While Trusted Computing undeniably has the potential to greatly improve the security of individuals and organizations, it is highly controversial. There are good reasons for this: the current TCG specifications raise severe concerns relating to privacy, autonomy, and civil liberties. While the TCG has taken some engineering steps in an attempt to address some of them, the current specifications still fall short.

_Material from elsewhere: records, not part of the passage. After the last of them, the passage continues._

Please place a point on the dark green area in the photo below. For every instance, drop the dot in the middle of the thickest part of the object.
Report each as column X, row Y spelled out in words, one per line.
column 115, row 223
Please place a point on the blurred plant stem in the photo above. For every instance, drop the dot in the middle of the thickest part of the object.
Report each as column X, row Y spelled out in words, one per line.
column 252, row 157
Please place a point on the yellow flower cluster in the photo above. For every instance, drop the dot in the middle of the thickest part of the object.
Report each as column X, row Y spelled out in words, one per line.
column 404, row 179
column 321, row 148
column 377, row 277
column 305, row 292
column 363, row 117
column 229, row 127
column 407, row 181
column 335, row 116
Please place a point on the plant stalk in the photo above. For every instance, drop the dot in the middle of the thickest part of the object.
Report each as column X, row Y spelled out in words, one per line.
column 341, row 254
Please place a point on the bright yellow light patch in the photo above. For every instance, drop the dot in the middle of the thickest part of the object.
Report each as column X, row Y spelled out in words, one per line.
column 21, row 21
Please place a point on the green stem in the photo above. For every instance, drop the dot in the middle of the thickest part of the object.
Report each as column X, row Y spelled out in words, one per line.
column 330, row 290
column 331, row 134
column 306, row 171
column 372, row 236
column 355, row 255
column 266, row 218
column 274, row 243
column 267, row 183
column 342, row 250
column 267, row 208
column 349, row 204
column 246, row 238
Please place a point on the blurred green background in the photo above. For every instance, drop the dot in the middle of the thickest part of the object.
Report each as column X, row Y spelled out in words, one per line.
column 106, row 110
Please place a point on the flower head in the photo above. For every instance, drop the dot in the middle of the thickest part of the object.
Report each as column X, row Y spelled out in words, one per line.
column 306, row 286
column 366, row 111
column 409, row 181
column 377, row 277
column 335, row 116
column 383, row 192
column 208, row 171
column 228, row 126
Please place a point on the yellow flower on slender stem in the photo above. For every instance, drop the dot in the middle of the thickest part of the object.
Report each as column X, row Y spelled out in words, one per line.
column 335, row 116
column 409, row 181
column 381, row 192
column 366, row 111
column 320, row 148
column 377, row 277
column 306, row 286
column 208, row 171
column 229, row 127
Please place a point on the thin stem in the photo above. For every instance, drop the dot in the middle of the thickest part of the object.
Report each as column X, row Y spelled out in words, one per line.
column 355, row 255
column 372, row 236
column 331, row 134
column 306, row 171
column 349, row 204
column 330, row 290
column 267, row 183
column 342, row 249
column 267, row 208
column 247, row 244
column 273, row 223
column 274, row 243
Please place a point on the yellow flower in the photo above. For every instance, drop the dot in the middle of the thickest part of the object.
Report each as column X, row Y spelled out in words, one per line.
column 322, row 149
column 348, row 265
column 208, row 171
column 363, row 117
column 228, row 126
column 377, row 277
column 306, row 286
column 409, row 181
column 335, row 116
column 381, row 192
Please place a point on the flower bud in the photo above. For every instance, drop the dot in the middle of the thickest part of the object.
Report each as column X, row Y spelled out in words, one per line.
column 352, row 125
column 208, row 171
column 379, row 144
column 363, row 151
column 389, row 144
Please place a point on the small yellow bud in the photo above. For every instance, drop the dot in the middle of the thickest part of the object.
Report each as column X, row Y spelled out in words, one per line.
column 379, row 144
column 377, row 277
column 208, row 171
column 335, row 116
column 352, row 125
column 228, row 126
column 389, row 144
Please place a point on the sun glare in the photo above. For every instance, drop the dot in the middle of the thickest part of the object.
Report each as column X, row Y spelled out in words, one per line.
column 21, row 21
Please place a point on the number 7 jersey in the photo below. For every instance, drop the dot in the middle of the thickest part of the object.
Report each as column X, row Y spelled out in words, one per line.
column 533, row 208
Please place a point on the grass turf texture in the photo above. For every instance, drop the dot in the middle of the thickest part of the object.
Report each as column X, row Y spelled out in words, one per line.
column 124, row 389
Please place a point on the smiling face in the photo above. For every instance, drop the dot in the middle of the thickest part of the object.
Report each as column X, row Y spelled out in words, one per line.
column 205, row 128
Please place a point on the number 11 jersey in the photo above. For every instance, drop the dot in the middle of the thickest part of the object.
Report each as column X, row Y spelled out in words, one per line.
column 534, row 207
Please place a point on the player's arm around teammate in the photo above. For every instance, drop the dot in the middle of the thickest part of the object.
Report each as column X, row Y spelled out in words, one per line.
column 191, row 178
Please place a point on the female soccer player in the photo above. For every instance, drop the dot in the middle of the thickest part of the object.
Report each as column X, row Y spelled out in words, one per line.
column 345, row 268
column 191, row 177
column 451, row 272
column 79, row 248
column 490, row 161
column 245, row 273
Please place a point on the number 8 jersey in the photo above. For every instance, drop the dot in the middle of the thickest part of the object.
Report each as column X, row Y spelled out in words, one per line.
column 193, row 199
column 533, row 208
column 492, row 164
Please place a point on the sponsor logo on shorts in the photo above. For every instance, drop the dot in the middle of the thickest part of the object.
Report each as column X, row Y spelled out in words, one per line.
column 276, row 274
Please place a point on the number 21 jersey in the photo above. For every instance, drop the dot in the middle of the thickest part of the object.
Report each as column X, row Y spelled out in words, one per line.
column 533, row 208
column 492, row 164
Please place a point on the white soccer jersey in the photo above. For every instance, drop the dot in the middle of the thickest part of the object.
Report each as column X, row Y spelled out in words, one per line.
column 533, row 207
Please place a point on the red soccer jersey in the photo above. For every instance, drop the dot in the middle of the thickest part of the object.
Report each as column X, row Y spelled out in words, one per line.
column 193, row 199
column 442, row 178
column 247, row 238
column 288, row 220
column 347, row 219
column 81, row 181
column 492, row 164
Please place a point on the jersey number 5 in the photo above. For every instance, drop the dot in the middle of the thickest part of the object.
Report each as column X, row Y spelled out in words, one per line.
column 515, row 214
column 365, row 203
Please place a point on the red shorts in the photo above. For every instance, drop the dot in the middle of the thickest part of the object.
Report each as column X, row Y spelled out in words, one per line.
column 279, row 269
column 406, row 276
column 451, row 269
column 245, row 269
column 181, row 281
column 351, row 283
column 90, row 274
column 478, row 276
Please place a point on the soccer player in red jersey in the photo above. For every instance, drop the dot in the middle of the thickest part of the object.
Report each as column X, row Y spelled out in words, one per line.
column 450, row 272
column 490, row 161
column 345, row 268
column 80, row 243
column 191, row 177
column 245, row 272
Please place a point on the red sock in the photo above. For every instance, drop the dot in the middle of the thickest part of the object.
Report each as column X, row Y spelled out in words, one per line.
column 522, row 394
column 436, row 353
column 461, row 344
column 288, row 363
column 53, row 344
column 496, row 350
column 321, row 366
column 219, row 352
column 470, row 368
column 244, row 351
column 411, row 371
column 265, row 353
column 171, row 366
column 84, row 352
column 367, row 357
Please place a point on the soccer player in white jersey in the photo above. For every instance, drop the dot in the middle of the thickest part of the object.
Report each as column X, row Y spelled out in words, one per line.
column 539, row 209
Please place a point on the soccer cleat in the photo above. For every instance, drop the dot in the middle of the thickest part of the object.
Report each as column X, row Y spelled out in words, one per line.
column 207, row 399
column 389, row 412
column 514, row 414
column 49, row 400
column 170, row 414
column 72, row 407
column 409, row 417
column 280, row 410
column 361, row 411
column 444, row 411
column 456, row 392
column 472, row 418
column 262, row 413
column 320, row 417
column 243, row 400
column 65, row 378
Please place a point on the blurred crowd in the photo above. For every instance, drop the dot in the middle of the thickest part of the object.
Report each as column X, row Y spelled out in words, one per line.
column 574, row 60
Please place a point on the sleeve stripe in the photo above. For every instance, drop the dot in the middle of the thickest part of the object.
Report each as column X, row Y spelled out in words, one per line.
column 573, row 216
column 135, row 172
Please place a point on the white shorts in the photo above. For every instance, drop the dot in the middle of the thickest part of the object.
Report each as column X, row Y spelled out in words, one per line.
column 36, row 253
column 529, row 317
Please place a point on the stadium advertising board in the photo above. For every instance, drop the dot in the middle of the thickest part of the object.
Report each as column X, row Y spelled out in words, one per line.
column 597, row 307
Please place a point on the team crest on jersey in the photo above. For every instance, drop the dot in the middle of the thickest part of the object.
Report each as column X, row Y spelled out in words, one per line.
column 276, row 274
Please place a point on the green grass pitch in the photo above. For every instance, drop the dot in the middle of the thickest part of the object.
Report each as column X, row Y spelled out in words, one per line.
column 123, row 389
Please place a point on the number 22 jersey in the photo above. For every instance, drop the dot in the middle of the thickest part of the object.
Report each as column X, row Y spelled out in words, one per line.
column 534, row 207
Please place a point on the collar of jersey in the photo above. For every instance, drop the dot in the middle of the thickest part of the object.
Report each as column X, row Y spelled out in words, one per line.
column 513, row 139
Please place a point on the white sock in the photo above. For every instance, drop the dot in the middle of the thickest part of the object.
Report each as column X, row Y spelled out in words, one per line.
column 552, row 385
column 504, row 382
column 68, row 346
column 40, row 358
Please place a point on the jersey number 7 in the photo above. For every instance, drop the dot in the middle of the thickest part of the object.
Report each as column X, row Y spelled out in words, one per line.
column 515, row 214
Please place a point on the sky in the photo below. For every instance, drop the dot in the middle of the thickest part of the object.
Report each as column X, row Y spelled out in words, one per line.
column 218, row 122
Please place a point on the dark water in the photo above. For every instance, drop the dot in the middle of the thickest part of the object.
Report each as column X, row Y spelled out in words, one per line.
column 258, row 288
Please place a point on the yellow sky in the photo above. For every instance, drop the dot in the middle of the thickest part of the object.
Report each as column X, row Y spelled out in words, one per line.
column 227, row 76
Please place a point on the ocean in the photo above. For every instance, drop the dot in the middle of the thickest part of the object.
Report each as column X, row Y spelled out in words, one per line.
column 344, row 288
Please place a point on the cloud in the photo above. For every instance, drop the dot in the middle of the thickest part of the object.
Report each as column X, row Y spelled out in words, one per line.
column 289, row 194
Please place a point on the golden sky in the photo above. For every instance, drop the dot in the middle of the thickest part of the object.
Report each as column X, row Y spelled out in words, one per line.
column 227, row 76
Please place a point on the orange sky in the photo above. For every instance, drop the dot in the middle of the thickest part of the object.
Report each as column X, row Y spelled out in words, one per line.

The U-Prove™ technology addresses many of the concerns while at the same time expanding the benefits of Trusted Computing for both users and organizations:

• Private remote attestation: Remote attestation (an important TCG feature) allows a remote party to verify that it is communicating with a device that contains a valid Trusted Computing chip. The TCG specifications describe two methods to electronically verify the presence of a Trusted Computing chip without disclosing tracing information to the verifier. One TCG approach relies on a trusted third party (called the Privacy Certification Authority). The other approach does away with this trust requirement by having Trusted Computing chips perform a complex zero-knowledge cryptographic proof (this is referred to as direct anonymous attestation). Unfortunately, neither approach really protects privacy: direct anonymous attestation requires users to trust that their Trusted Computing chips generate random numbers that are not known to their manufacturer or designated third parties, a claim that cannot be verified. The U-Prove technology, in contrast, enables remote attestation without computer owners having to trust the proper functioning of their Trusted Computing chips in any way, even in the face of active collusions between chip manufacturers and attestation verifiers; individuals need merely trust the software that is run by their own CPUs (which may be freely obtained and can be inspected by anyone).
• Efficient binding of identity assertions: An unlimited supply of protected identity assertions can be electronically bound over open networks to a previously issued Trusted Computing chip. Trusted Computing chips can enforce any third-party security policies (whether of their own users, of assertion issuers, of verifiers, and/or of other parties) throughout the lifecycle of the identity assertions. At the same time the chips cannot leak any unwanted information to the outside world and cannot learn any of the information contained in the identity assertions they help protect (unless it is expressly provided to them by their own users). A highly constrained chip (e.g., an 8-bit chip) suffices to protect billions of identity assertions; no expensive cryptographic operations need be performed by Trusted Computing chips. This performance feature also helps to minimize the risk of side-channel attacks (such as electromagnetic analysis and differential power analysis).